Stanford law professor Joan Petersilia said the new law is good public policy.

"You have to remember that this was passed by a very conservative legislature and a tough-on-crime governor, Republican Arnold Schwarzenegger," Petersilia said. "And it was recommended by the three previous governors."

Some lawmakers say Peterson never should have been released because the new law wasn't intended to be applied to county jail inmates, just prisoners in the state system.

California State Assembly Majority Leader Alberto Torrico said counties that released prisoners like Peterson have misinterpreted the law.

"I think they are dealing with some very serious budget constraints because of limited resources, and I just think they got desperate. And I think somebody got very creative and figured they could start releasing inmates from their county jail and they could blame it on Sacramento," Torrico said.

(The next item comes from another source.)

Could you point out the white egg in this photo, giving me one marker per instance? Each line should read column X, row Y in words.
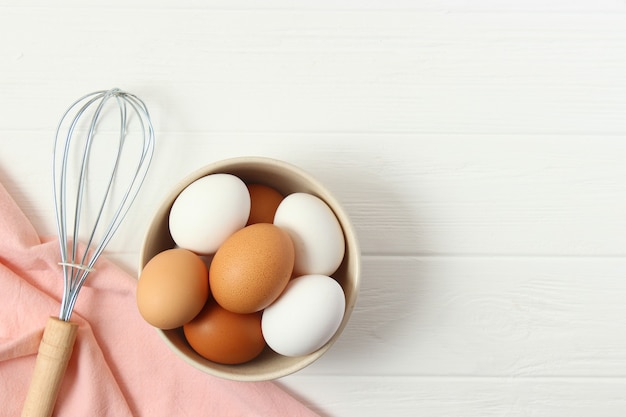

Torrico joined a lawsuit brought by the Sacramento County Deputy Sheriff's Association seeking an injunction. On Wednesday, a local judge agreed and ordered the county to stop releasing jail inmates.

Meanwhile, the state prison system is gearing up to implement the new law, but it hasn't released any prisoners yet, said Terry Thornton, a spokeswoman for the state corrections system.

"The law was implemented on January 25th. Inmates have to successfully complete a rehabilitation program to earn those enhanced credits. And not enough time has gone by for that to happen," Thornton said.

Within a year, California will reduce its prison population by about 6,500 inmates. But Petersilia said only nonviolent offenders who meet criteria for good behavior will be eligible. State officials hope a go-slow approach will help avoid controversy like the one seen this week.